I hid dp the other week and told him I was doing it. He hasn't posted masses but enough to piss me off about the referendum. I've hidden a few people for the same reason.
He wasn't remotely annoyed.

TheHorseHasBolted · 17/09/2014 07:59

YANBU but neither is he. He has a right to hide stuff that bores him or fills up his page so much he can't see more important news, but I can understand why it upsets you. If you are sharing stuff from other sites, maybe he could hide all material from those sites, rather than hide everything from you. Or could you tweak who you are sharing with, so that he is excluded from seeing the political posts, but not your "personal" statuses?

The only person I have ever put on "important statuses only" was an online friend who posts a constant stream of political re-shares, most of them quite irrelevant to me (she's in another country and I have never even heard of some of the politicians mentioned) and quite right-wing, which is not my style. Unfortunately FB seems to think "important statuses only" basically means only if someone gets married or similar. I wish there was a way of tweaking it so I could see all of her own original posts but not re-shares.

Oh, and I think it's quite normal for married couples to be FB friends. Apart from anything else, I don't think you can show yourselves as married to each other or in a relationship with each other unless you are friends. But it makes sense anyway, there might be times when one of you is away from home and it's a convenient way of communicating, or you just want to tag each other in photos.

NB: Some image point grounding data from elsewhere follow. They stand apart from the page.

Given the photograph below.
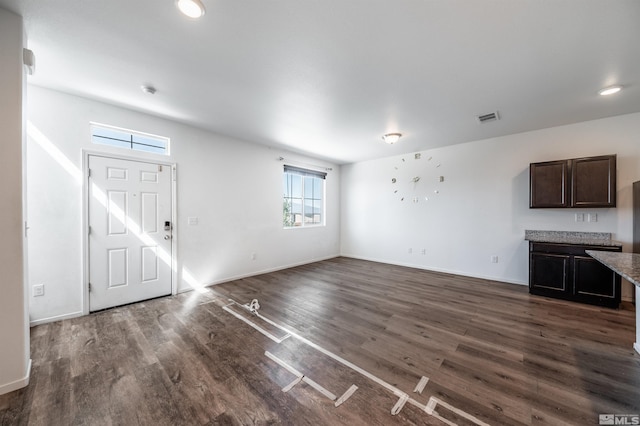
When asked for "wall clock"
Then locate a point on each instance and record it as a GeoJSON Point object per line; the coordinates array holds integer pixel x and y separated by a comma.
{"type": "Point", "coordinates": [416, 179]}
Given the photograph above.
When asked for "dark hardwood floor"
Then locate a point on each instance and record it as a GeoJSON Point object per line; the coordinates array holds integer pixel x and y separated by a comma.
{"type": "Point", "coordinates": [490, 350]}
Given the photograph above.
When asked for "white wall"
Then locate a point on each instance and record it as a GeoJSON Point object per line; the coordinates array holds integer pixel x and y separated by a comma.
{"type": "Point", "coordinates": [14, 332]}
{"type": "Point", "coordinates": [483, 207]}
{"type": "Point", "coordinates": [233, 187]}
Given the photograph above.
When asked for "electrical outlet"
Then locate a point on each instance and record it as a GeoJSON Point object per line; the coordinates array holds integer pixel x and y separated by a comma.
{"type": "Point", "coordinates": [38, 290]}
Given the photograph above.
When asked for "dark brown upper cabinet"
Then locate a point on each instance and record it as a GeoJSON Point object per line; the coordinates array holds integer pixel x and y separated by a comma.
{"type": "Point", "coordinates": [578, 182]}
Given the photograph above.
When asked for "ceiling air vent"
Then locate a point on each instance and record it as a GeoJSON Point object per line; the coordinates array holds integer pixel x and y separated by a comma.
{"type": "Point", "coordinates": [486, 118]}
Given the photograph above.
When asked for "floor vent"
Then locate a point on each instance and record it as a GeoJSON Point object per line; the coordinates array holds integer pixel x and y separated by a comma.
{"type": "Point", "coordinates": [485, 118]}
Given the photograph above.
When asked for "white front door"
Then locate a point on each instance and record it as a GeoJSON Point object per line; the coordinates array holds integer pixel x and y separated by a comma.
{"type": "Point", "coordinates": [129, 231]}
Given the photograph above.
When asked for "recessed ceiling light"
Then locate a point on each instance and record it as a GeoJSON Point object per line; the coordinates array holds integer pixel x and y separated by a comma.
{"type": "Point", "coordinates": [392, 138]}
{"type": "Point", "coordinates": [609, 90]}
{"type": "Point", "coordinates": [191, 8]}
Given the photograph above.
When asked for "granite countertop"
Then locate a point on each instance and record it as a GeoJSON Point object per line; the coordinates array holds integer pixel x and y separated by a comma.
{"type": "Point", "coordinates": [570, 237]}
{"type": "Point", "coordinates": [625, 264]}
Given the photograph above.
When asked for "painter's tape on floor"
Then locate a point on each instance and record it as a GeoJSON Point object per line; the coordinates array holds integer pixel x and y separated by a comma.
{"type": "Point", "coordinates": [273, 333]}
{"type": "Point", "coordinates": [434, 402]}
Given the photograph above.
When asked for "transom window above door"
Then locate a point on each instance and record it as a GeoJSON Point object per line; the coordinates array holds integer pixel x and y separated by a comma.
{"type": "Point", "coordinates": [128, 139]}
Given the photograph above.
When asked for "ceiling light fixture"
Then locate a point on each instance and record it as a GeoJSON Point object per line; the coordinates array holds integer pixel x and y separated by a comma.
{"type": "Point", "coordinates": [191, 8]}
{"type": "Point", "coordinates": [609, 90]}
{"type": "Point", "coordinates": [392, 138]}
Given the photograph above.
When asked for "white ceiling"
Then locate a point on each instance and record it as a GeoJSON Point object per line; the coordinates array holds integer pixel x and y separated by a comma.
{"type": "Point", "coordinates": [328, 78]}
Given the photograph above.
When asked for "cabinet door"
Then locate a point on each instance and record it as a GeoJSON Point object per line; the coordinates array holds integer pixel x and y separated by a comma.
{"type": "Point", "coordinates": [549, 274]}
{"type": "Point", "coordinates": [595, 283]}
{"type": "Point", "coordinates": [593, 181]}
{"type": "Point", "coordinates": [549, 184]}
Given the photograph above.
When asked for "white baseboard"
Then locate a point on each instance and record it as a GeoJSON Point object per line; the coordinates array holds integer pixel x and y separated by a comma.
{"type": "Point", "coordinates": [260, 272]}
{"type": "Point", "coordinates": [443, 270]}
{"type": "Point", "coordinates": [18, 384]}
{"type": "Point", "coordinates": [33, 323]}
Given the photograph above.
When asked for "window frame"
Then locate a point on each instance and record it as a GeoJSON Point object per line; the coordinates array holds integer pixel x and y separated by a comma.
{"type": "Point", "coordinates": [128, 141]}
{"type": "Point", "coordinates": [304, 174]}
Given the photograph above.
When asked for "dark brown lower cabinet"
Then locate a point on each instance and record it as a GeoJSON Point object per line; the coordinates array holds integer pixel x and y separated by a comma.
{"type": "Point", "coordinates": [565, 271]}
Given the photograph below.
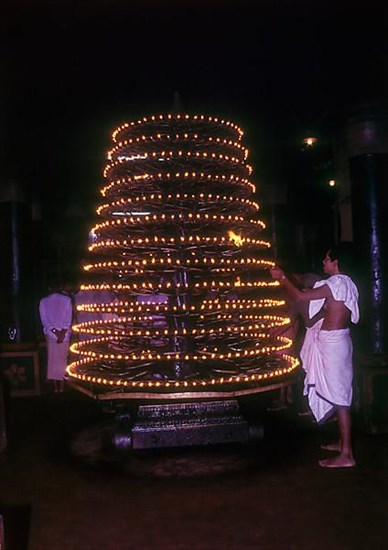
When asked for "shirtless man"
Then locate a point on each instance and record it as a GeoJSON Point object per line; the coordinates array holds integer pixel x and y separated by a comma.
{"type": "Point", "coordinates": [327, 352]}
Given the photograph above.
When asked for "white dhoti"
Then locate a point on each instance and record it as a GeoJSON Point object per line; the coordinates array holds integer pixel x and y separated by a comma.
{"type": "Point", "coordinates": [327, 359]}
{"type": "Point", "coordinates": [56, 359]}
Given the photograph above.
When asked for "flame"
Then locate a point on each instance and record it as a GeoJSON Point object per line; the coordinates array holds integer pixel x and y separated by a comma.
{"type": "Point", "coordinates": [238, 241]}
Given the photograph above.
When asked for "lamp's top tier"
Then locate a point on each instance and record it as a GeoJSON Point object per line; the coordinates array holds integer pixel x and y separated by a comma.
{"type": "Point", "coordinates": [178, 123]}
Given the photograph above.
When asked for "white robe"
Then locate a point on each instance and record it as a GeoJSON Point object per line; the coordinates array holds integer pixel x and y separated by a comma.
{"type": "Point", "coordinates": [327, 355]}
{"type": "Point", "coordinates": [56, 312]}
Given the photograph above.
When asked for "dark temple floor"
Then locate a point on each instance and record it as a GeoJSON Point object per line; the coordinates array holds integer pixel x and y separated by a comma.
{"type": "Point", "coordinates": [270, 496]}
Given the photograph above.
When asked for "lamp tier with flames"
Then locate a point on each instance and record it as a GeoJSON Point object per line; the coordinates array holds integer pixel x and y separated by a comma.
{"type": "Point", "coordinates": [179, 249]}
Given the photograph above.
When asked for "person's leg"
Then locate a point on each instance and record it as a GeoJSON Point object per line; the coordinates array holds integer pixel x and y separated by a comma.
{"type": "Point", "coordinates": [345, 458]}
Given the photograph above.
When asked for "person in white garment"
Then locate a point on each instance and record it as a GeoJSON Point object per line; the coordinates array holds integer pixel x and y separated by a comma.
{"type": "Point", "coordinates": [56, 312]}
{"type": "Point", "coordinates": [327, 351]}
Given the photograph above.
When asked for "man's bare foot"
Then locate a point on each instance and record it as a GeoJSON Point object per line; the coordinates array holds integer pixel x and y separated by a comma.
{"type": "Point", "coordinates": [336, 447]}
{"type": "Point", "coordinates": [338, 462]}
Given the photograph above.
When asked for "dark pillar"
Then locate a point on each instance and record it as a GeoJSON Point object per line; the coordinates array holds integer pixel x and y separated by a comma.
{"type": "Point", "coordinates": [16, 292]}
{"type": "Point", "coordinates": [367, 137]}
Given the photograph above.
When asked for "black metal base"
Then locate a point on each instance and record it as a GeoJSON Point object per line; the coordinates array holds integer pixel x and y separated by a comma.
{"type": "Point", "coordinates": [183, 424]}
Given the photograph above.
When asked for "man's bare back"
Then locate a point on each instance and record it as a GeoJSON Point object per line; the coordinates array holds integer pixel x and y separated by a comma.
{"type": "Point", "coordinates": [336, 315]}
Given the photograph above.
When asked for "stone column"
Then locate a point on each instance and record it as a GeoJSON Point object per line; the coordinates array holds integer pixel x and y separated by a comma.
{"type": "Point", "coordinates": [16, 289]}
{"type": "Point", "coordinates": [366, 140]}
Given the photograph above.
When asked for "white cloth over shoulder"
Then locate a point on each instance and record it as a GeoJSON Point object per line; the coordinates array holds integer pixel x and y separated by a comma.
{"type": "Point", "coordinates": [327, 359]}
{"type": "Point", "coordinates": [344, 290]}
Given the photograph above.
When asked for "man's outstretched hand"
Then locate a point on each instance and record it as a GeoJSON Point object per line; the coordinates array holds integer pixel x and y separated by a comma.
{"type": "Point", "coordinates": [277, 273]}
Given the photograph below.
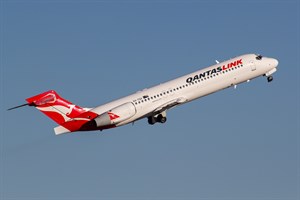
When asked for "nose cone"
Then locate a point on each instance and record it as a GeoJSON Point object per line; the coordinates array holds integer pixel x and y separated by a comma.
{"type": "Point", "coordinates": [274, 62]}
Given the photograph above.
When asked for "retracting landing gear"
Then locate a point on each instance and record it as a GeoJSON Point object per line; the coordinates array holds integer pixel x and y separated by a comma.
{"type": "Point", "coordinates": [270, 78]}
{"type": "Point", "coordinates": [159, 118]}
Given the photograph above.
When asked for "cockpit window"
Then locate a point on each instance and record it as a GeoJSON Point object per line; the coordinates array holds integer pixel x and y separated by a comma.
{"type": "Point", "coordinates": [258, 57]}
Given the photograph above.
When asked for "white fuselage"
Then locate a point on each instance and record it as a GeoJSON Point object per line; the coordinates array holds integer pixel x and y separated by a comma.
{"type": "Point", "coordinates": [222, 75]}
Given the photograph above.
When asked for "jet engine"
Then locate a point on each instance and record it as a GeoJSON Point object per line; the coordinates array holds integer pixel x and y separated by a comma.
{"type": "Point", "coordinates": [116, 115]}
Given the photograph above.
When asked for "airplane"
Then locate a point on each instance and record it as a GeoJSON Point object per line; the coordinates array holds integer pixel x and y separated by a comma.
{"type": "Point", "coordinates": [152, 103]}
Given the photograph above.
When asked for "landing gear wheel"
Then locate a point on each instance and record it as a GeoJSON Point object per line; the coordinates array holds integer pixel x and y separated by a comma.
{"type": "Point", "coordinates": [161, 119]}
{"type": "Point", "coordinates": [270, 78]}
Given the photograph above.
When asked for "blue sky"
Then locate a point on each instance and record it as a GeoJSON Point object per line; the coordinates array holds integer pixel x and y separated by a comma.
{"type": "Point", "coordinates": [236, 144]}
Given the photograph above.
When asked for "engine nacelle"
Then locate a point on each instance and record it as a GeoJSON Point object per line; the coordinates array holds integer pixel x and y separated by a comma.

WooWooOwl · 17/09/2014 08:04

This thread is weird.

Why would you be offended just because your husband doesn't want to see the stuff you post on his Facebook? If you're posting political stuff, it's not like he's ignoring personal things about you that you choose to post, and presumably he already knows your political views?

I can't stand political posts on FB, that's just not what I enjoy using it for, but it doesn't mean I don't like some people who choose to use FB to push their politics on others. There's nothing to be offended about, so if you're going to be upset about your posts being hidden, you can't expect everyone else to see that as reasonable.

MyFairyKing · 17/09/2014 08:19

You are placing far too much importance on facebook.

Notsoyummymummy1 · 17/09/2014 20:28

Hide from him in real life - I feel this would make the point. I find behind the sofa is often a good start.

5madthings · 17/09/2014 20:36

I'm not even friends with dp on fb, it's my space I use for keeping in touch with friends and family. Sharing stuff I want to share, the odd rant or link or whatever. Dp wouldn't be interested in some of the stuff I post.

We don't need to be friends online. I know others who aren't friends with their partners/husband's online and have friends who are. Whatever works but it's not something to be offended by.

CrayolaCocaColaRocknRolla · 19/09/2014 13:49

How does fb cause rows? I have dp on facebook and everything's dandy. the only ex he has on fb is the one he was with when he was 13... hardly classed as an ex, right? He's on my favourites too, never caused a row, i really do not care.

WowserBowser · 19/09/2014 13:57

MN has bizarre notions on FB.

I am friends with dh on FB because i find him interesting.

Yes, in real life too.

He doesn't tell me every thought he has or every article he has read etc. Some of you must do a LOT of talking Grin

manicinsomniac · 19/09/2014 14:13

I'm single but I don't know any married couple who don't have each other on fb (apart from those who don't have it at all that is). I don't find it odd that some don't but I do think it's unusual.

I don't think I'd be bothered by the hiding but don't think YABU either - if you're upset you're upset and he should be nice to you about it.

I do have a couple of couples on my fb who share an account - now I do think that's weird - I'm never quite sure who I'm talking to!

WowserBowser · 19/09/2014 14:19

Oh yes, that's bleugh! 'JanNSteve Ness' or whatever.

It makes me think the man must be a raging cheater.